Thank you, Chrissie.
Ive read this too! ( in a book i wont mention by a tv personality lol) there was an entire page on why this works apparently you do what most men do-leave in the AM so u dont look clingy and that makes him want 2 call u later on plus apparently its mysterious but i havent tried this and dont plan to its to risky
Ive read this too! ( in a book i wont mention by a tv personality lol) there was an entire page on why this works apparently you do what most men do-leave in the AM so u dont look clingy and that makes him want 2 call u later on plus apparently its mysterious but i havent tried this and dont plan to its to risky
I should write a book, but it would be short, 3 words, my philisophy is the "do unto others" thing. I've never had a guy do this to me, even the one one-night stand I've had didnt do this. And I would be PISSED if a guy did, guys have feelings to you know, I'm going with WA on this one, why make the guy feel pissed off / angry / confused??? I've NEVER heard a guy say that that is a turn-on.

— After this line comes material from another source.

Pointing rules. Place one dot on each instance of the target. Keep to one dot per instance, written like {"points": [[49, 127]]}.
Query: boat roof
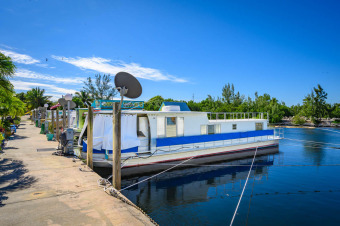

I've been doing a lot of dating advice reading and the best guy I've seen is Mathew Hussey, hes brilliant, google him, if you want some advice.
I thought the whole sneaking-out-before-they-wake-up thing was the universal symbol for "I'm not interested in anything more."
Certainly if she did that to me that's what I would think. And, that would be the only reason I might have ever done that to a woman in the past.
OH MY GOD...When I read that question, the first thought that came to mind was, "did my past self come back in time and write this?"
Dude, I did that one time..And you know what happened? I NEVER. HEARD. FROM. HIM. AGAIN. The best thing to do is not let it get to a point where you're sleeping over prematurely. If you're sleeping over someone's place that you're well acquainted with, there's no need to play "the ghost game". Take it from me..Dipping in the middle of the night is not sexy, it's self-sabotaging.
This sounds more like a one night stand book than a relationship book. Is this supposed to be some method of leaving him in suspense, or getting him to pursue you? Either way, don't do it. It's lame, disrespectful and can be hurtful to someone.
Plus if you actually like this person they may be upset by you having done that and wouldn't be wrong to tell you to take a hike.